Breast reconstruction is surgery to replace your breast shape after a mastectomy. A mastectomy is an operation to remove the whole breast (or as much breast tissue as possible). Breast reconstruction can be done at the same time as a mastectomy (immediate reconstruction), a few months, or even years afterwards (delayed reconstruction).
If you’ve had a bilateral or contralateral mastectomy (the removal of both breasts) to reduce your risk of developing cancer, breast reconstruction will create new breast shapes.
If you are having one breast reconstructed, following cancer treatment, the surgeon will try to match the new breast to your other breast as closely as possible. You may also be offered surgery to your other breast to help match your breasts.
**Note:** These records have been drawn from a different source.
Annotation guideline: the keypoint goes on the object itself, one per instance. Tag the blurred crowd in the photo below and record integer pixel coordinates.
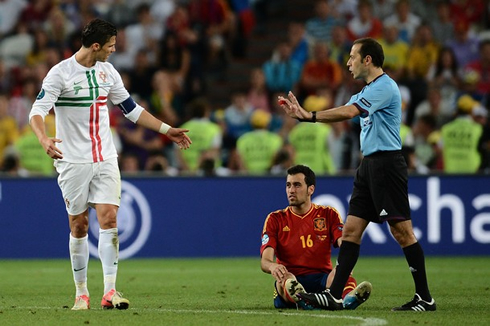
(169, 52)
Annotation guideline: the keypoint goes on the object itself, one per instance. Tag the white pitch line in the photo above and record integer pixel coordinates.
(363, 321)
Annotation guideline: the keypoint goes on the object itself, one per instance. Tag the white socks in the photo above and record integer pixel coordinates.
(79, 256)
(109, 256)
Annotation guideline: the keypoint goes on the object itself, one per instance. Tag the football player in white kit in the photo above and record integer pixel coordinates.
(78, 89)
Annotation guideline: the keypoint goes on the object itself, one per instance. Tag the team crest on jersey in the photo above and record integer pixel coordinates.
(265, 239)
(41, 94)
(319, 224)
(103, 76)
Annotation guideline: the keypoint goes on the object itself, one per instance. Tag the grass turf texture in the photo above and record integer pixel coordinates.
(234, 291)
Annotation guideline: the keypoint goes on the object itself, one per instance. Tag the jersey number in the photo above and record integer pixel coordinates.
(306, 242)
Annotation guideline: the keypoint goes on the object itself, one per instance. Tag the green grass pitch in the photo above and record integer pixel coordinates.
(234, 291)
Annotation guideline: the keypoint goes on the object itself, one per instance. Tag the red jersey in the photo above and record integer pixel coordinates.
(303, 243)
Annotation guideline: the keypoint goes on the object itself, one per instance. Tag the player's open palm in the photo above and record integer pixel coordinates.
(179, 136)
(49, 145)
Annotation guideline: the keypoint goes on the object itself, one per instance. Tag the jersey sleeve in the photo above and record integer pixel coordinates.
(49, 93)
(372, 99)
(120, 94)
(336, 225)
(269, 233)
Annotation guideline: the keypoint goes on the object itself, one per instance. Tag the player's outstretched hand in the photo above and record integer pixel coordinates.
(49, 145)
(292, 107)
(179, 136)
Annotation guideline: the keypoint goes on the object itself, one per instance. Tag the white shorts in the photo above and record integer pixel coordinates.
(85, 184)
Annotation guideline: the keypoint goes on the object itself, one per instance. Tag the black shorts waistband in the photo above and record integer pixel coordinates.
(384, 154)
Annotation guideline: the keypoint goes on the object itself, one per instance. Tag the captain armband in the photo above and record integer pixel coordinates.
(313, 118)
(164, 128)
(131, 109)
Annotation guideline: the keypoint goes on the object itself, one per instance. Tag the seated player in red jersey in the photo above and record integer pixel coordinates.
(297, 245)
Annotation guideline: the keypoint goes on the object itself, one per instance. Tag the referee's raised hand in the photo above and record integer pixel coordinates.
(292, 107)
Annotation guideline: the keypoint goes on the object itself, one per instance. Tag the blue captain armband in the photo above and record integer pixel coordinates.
(127, 105)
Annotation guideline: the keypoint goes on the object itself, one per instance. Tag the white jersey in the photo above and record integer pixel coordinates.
(79, 97)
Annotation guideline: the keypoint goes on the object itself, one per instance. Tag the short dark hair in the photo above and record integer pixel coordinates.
(371, 47)
(310, 178)
(98, 31)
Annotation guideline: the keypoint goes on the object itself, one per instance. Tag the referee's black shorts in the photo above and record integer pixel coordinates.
(381, 188)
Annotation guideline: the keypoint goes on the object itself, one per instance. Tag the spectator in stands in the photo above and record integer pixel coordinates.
(122, 59)
(280, 122)
(237, 116)
(281, 72)
(206, 141)
(405, 19)
(256, 149)
(175, 60)
(235, 121)
(481, 67)
(32, 157)
(36, 13)
(162, 9)
(59, 28)
(383, 8)
(20, 104)
(158, 163)
(258, 94)
(319, 27)
(9, 131)
(145, 34)
(298, 40)
(364, 23)
(319, 72)
(283, 160)
(426, 151)
(470, 11)
(10, 11)
(422, 54)
(464, 44)
(445, 75)
(441, 24)
(141, 75)
(191, 38)
(340, 45)
(425, 9)
(129, 163)
(15, 48)
(37, 53)
(436, 105)
(396, 52)
(460, 139)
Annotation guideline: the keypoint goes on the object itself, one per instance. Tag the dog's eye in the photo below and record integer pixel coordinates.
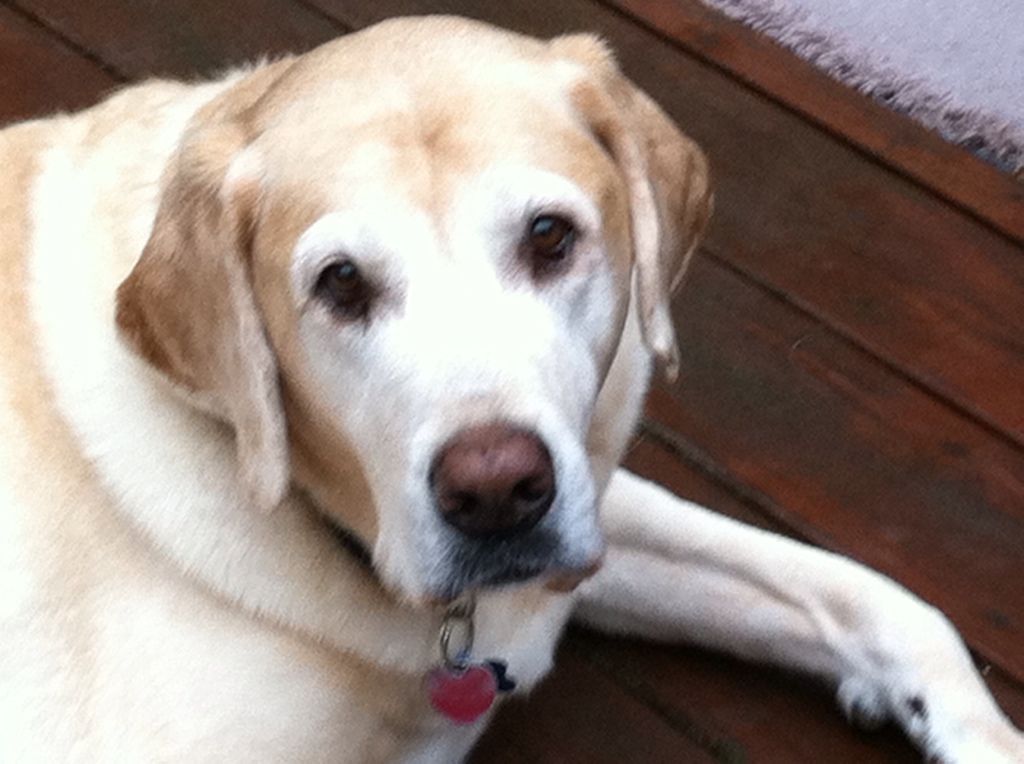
(344, 289)
(549, 241)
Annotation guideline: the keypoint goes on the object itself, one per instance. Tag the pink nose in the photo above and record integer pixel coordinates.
(494, 479)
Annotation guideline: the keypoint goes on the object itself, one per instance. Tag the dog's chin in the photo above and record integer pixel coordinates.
(538, 558)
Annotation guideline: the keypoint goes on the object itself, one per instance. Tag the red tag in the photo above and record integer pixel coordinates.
(463, 695)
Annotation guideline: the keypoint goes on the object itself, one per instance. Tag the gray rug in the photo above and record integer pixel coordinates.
(955, 66)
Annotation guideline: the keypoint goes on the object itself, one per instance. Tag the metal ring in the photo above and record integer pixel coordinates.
(459, 613)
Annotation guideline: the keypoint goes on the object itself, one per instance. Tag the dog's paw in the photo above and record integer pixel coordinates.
(946, 727)
(862, 704)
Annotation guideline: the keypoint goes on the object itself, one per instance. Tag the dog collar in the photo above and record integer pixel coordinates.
(459, 688)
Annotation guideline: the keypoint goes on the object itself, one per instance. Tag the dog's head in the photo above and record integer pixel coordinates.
(399, 267)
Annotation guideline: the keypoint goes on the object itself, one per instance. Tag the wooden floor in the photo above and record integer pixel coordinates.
(852, 335)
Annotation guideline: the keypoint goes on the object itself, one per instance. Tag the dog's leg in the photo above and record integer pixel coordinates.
(678, 571)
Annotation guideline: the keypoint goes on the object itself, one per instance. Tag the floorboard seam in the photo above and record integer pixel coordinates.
(68, 42)
(915, 381)
(870, 155)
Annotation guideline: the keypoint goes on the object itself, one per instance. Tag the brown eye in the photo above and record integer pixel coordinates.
(344, 289)
(550, 241)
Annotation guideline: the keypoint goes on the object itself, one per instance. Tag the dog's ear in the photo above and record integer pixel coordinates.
(666, 174)
(188, 309)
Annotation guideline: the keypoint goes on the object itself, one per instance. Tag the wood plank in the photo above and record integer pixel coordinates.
(851, 456)
(580, 714)
(184, 38)
(40, 75)
(773, 716)
(750, 713)
(955, 174)
(929, 290)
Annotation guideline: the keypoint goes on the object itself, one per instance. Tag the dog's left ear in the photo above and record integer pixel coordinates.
(187, 307)
(666, 174)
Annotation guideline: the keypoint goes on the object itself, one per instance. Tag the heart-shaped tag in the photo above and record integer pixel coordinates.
(462, 694)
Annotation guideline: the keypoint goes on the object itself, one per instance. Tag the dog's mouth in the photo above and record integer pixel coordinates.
(476, 564)
(540, 555)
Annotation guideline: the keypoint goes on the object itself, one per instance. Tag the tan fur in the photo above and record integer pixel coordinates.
(165, 373)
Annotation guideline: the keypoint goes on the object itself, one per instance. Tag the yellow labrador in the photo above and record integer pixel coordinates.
(300, 365)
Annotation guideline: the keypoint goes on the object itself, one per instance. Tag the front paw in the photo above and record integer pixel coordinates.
(946, 732)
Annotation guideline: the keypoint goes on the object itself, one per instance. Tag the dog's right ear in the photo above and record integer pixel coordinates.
(188, 309)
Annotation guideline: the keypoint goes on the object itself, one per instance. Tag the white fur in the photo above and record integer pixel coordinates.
(147, 613)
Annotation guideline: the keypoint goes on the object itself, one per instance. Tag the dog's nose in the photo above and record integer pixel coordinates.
(494, 479)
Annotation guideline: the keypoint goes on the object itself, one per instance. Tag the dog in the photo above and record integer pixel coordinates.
(315, 381)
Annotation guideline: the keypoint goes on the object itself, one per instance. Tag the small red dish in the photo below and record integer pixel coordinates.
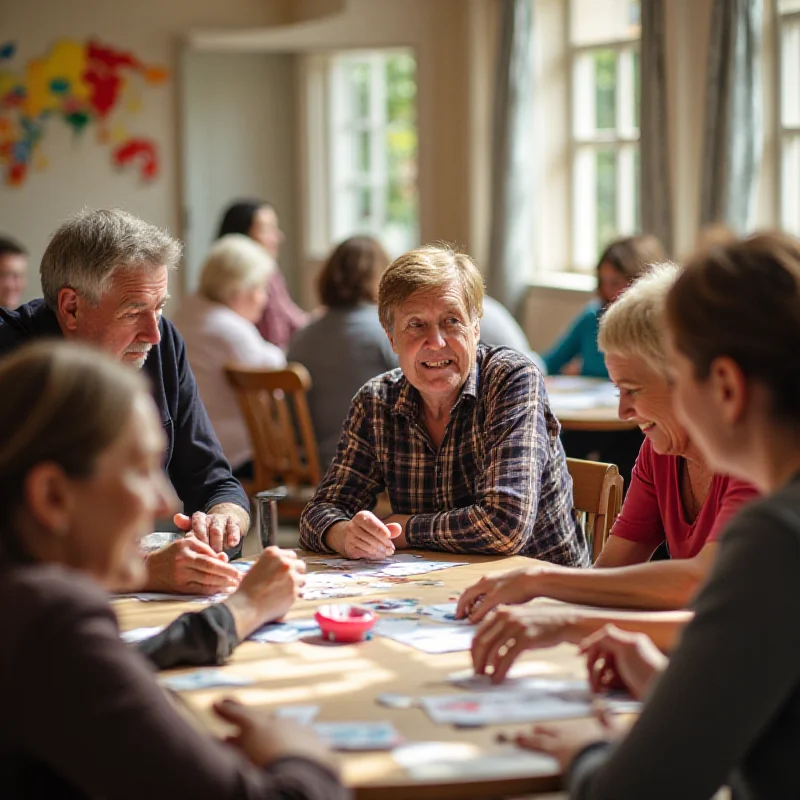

Breast reconstruction usually involves more than one operation. The first operation creates a breast shape. Then, further procedures may be done to improve the appearance of your breast.
The new breast shape can be made with a breast implant, or by using tissue taken from another part of your body, or a combination of both. Your surgeon will advise you on the type of reconstruction that is most suitable for you.
Many women who have a mastectomy have their nipple removed as part of the operation. If you decide to have a new nipple made you would usually have this done as a separate operation. It’s normally done a few months after when the new breast has settled into its final shape.
Women who have part of their breast removed (lumpectomy) usually don’t need a full breast reconstruction. But, if the appearance of the breast isn’t right after a lumpectomy, some of the techniques described in this section can be used to help.